More from this report: fDi’s Global Cities of the Future 2016/17 – FDI Strategy

In this stagnant environment, Singapore has remained at the top of the table as fDi’s Global City of the Future 2016/17. The city’s economic health contributed to its first place ranking in the Economic Potential category, with a low unemployment rate of 1.9% and GDP per capita among the highest of all 131 locations analysed (more than $85,000 per capita at purchasing power parity). The city witnessed 1907 inward FDI projects between 2011 and 2015, the highest number of investments of all cities globally. Singapore is well established as a services hub, with more than half of the city’s investment in the software and IT, business services and financial services sectors. In terms of business activities, sales, marketing and support and business services operations are the most common, accounting for 38% and 27% of FDI projects, respectively, followed by headquarter activities, which accounts for 9%.


What will Brexit mean?

London, the UK’s capital, came second in this year’s overall ranking, placing first in the Connectivity category and second for Economic Potential and Business Friendliness. London’s six international airports serve more than 300 global locations directly, the highest of all locations analysed, making the city the most accessible in our ranking for air passengers. 

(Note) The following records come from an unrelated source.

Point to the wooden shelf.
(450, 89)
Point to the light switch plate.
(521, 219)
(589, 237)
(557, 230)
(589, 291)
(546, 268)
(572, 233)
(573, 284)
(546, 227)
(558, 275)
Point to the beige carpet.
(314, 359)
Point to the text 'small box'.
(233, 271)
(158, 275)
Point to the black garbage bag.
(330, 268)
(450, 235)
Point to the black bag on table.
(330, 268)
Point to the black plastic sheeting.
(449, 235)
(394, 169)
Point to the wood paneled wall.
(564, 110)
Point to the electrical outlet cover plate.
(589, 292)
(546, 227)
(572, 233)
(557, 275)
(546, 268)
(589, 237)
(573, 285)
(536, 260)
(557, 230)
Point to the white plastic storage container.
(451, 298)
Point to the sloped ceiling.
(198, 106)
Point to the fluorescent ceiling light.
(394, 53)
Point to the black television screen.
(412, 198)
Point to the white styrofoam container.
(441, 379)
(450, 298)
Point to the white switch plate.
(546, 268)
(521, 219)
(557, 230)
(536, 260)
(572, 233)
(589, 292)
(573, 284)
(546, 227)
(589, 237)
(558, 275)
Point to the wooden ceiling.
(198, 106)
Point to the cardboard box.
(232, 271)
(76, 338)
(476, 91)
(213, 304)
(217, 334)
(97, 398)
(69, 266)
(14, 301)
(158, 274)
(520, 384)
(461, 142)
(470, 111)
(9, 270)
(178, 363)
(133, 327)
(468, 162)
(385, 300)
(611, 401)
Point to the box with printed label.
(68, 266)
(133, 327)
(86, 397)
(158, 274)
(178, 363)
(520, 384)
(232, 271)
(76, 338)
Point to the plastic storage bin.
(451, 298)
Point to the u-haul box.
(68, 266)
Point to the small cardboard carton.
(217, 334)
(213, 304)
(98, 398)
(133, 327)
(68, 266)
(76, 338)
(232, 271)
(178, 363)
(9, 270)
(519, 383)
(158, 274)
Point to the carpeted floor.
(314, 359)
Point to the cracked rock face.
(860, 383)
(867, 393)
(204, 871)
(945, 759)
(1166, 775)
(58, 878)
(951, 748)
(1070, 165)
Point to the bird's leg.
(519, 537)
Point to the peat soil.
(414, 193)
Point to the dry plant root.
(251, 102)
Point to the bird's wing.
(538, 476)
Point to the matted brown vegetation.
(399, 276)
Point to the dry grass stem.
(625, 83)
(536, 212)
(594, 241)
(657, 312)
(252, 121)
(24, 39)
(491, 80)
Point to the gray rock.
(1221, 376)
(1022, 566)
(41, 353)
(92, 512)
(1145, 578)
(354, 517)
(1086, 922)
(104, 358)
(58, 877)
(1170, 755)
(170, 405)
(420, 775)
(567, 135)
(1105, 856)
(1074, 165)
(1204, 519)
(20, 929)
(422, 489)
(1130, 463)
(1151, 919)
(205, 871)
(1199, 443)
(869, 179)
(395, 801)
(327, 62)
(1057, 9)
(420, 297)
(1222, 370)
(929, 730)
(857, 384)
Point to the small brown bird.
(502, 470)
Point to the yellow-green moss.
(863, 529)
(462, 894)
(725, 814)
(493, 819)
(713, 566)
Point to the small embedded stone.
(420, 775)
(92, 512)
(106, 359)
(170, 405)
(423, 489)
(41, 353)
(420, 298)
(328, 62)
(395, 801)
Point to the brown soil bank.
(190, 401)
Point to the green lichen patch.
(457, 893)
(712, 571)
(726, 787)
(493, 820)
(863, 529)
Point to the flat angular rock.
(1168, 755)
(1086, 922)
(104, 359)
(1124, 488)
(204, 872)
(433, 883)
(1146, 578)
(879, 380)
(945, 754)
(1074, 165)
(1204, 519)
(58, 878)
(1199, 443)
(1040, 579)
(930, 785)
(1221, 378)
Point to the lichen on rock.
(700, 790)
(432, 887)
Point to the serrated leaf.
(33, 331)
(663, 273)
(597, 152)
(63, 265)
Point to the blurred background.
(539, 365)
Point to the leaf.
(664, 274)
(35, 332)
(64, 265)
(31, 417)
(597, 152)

London attracted the second highest number of projects in the study, of which 32% were in business services and financial services sectors, cementing the city’s reputation as a leading financial centre.

However, following the vote to leave the EU in June 2016, the composition of London’s FDI will be one of the closely monitored developments of the Brexit process. There are concerns that failure to secure a deal to include some level of access to the EU market for financial services could change London’s FDI landscape entirely, with investments being scooped up by Frankfurt, Paris or Dublin.

Irish capital Dublin has displaced Hong Kong to rank third in this year’s overall ranking, placing third in both the Economic Potential and Business Friendliness categories. The city continues to go from strength to strength as a hub for software and IT FDI, which accounted for 45.2% of all Dublin’s FDI between 2011 and 2015. Job creation from software-related FDI experienced year-on-year growth in this time, peaking in 2015 with 3719 jobs. Major investors in the sector include Microsoft, Google and LinkedIn. 



To create a shortlist for fDi’s Global Cities of the Future 2016/17, the fDi Intelligence division of the Financial Times collected data using the specialist online tools fDi Markets and fDi Benchmark. The list of 131 locations was drawn up to include the top 100 locations in terms of inward FDI projects on fDi Markets, plus any additional locations in the top 15 as classed for each region, not in the original list of 100 locations. Data was then collected for these 131 locations under five categories: Economic Potential, Business Friendliness, Human Capital and Lifestyle, Cost Effectiveness and Connectivity. Locations scored up to a maximum of 10 points for each datapoint, which were weighted by importance to the FDI decision-making process in order to compile both the subcategory rankings as well as the overall ‘Global Cities of the Future 2016/17’ ranking.

In addition, surveys were collected under a sixth category, FDI Strategy. This category is the only qualitative category, and does not feed into the overall result. For this category there were 53 submissions – locations submitted details about their strategy for promoting FDI, which was then scored by fDi’s judging panel

An emerging cities location list was determined and ranked, comprised of locations where GDP per capita is below 35,000 international dollars.